Linyphia sagana is a species of spider in the family Linyphiidae (sheet weaver spiders). It is endemic to Japan.

==Etymology==
The species name sagana refers to Saga, a region in Japan, indicating the area where the holotype was collected.

==Taxonomy==
Linyphia sagana was first described by Friedrich Karl Wilhelm Dönitz and Embrik Strand in 1906 as part of their comprehensive work on Japanese spiders.

==Distribution==
L. sagana is endemic to Japan, where it was originally discovered and described.

==Description==

Only the female has been described for this species. The original description by Dönitz and Strand indicates a total length of 5 mm for the female specimen.

The female has a greyish-brown cephalothorax and extremities, with the opisthosoma being yellow above and brown below. A distinctive feature is a hill-like elevation running across the opisthosoma immediately behind the front third, rising gently and sloping steeply behind, with whitish coloration. Along the sides of the abdomen runs a narrow black line, with a somewhat longer black transverse line both in front of and behind the hill-like elevation.

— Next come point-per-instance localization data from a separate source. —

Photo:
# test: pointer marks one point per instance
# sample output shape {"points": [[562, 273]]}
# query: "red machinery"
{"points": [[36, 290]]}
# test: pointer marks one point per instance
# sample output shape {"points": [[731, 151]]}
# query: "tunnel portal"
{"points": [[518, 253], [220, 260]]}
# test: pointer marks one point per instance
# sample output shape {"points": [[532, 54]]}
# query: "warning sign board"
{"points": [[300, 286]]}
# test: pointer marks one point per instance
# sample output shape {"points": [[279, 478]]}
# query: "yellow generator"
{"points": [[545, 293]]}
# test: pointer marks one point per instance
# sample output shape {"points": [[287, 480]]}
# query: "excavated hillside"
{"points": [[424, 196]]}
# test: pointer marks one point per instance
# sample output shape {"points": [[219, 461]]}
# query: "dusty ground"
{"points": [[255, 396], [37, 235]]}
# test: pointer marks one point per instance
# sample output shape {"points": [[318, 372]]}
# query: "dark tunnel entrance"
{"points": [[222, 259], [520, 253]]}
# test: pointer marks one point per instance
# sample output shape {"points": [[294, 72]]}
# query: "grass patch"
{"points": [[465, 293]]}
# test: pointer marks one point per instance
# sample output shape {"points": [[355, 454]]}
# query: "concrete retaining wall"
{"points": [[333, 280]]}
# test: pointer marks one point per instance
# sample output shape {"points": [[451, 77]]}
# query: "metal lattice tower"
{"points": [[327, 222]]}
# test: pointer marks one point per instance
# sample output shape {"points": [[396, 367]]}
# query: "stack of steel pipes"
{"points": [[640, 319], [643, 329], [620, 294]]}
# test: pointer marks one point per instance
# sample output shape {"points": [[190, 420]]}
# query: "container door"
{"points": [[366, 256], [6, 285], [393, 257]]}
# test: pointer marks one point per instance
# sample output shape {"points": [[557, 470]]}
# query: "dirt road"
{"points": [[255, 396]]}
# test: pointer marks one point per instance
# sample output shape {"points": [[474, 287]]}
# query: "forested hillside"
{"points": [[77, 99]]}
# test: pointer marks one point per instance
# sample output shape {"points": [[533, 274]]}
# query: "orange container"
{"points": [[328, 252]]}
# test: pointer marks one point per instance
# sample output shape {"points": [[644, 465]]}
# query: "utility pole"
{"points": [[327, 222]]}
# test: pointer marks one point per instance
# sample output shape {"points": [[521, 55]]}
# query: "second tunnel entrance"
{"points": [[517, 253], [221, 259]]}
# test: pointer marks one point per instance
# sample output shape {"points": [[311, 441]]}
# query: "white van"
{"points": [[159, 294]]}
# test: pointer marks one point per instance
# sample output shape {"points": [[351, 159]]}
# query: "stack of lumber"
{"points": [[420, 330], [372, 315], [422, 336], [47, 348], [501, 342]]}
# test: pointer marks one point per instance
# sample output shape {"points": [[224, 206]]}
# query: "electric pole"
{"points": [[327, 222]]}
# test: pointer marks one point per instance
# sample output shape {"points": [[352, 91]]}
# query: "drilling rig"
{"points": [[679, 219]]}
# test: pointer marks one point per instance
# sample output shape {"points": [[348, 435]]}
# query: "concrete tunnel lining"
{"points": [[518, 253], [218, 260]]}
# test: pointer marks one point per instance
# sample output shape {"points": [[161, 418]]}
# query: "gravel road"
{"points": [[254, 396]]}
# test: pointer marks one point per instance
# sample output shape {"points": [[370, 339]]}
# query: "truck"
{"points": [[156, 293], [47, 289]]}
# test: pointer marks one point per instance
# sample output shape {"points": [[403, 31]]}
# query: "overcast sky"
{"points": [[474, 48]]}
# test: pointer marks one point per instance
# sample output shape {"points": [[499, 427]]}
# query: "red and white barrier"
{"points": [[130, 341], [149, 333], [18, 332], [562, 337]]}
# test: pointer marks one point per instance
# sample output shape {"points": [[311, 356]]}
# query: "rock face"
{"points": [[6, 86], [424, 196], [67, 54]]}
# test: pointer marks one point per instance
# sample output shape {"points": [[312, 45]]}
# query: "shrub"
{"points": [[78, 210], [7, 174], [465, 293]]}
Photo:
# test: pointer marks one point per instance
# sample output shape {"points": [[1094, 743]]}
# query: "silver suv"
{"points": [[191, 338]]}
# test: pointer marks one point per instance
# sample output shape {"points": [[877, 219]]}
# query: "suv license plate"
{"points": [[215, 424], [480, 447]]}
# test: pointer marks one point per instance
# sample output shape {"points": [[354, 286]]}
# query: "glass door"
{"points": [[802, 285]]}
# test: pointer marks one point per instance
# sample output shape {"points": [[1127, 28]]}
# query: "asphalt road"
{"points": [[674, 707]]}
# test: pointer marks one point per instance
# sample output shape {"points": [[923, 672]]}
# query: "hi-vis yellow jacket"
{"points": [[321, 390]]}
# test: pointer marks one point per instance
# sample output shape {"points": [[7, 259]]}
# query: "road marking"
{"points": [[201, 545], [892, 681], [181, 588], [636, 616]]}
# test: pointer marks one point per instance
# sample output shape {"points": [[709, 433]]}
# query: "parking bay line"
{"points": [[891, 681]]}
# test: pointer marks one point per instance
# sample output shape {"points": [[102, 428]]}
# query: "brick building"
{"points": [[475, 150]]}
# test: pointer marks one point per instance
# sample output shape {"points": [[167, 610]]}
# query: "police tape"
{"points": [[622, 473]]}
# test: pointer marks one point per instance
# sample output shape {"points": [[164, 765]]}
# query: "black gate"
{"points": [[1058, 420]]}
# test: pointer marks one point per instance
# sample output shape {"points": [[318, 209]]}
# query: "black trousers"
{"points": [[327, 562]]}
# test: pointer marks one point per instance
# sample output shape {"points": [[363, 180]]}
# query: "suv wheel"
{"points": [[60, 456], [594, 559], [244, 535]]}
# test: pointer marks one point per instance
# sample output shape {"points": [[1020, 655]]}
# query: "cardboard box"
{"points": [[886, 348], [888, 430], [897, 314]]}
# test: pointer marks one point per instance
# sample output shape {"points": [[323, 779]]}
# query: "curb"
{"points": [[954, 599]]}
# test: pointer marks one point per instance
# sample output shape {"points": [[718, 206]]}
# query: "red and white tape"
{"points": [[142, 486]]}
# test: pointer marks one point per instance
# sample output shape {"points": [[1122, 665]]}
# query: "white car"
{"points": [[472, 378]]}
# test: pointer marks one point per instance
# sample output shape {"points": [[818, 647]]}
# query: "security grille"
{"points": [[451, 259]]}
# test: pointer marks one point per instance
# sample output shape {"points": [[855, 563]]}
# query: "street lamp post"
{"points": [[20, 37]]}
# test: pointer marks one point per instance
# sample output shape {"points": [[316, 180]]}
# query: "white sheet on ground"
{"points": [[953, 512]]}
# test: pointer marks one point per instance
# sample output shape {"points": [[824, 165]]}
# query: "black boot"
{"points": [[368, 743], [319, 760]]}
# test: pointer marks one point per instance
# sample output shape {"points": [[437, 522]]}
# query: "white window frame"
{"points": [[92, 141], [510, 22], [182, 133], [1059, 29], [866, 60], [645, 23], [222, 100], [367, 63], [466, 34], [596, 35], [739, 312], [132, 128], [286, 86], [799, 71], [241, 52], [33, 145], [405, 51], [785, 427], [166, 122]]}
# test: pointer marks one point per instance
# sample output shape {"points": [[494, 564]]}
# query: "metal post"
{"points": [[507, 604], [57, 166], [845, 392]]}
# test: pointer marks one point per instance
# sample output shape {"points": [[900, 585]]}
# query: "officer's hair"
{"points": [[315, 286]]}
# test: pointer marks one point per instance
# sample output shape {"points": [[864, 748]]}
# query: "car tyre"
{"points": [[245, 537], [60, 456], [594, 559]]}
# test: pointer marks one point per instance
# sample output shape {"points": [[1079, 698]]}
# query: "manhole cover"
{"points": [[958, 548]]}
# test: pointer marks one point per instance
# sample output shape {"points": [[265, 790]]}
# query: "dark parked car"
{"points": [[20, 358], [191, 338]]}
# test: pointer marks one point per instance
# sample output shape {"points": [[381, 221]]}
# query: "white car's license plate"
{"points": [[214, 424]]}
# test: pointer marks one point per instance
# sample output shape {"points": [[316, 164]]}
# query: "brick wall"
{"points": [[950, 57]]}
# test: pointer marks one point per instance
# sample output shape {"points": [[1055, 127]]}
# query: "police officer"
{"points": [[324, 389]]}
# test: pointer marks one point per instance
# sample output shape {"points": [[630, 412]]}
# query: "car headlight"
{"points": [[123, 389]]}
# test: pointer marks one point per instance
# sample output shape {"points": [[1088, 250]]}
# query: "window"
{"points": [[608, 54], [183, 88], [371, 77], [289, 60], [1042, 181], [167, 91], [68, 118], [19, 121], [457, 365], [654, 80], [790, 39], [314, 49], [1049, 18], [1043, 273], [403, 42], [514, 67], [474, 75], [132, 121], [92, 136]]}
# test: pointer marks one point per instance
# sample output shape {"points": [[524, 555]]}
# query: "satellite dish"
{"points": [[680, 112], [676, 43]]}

The opisthosoma shows inconspicuous black striations on the yellow background, which gradually transitions to brown towards the posterior end and belly.

The brown ventral surface of the opisthosoma displays yellow spots behind the epigyne, becoming darker posteriorly. The sides show beautiful wavy lines that are deeply grooved, and these lines also extend across the posterior section of the abdominal back. The extremity tips of the first pair of legs are black, and all extremities are abundantly but finely haired with scattered black bristles.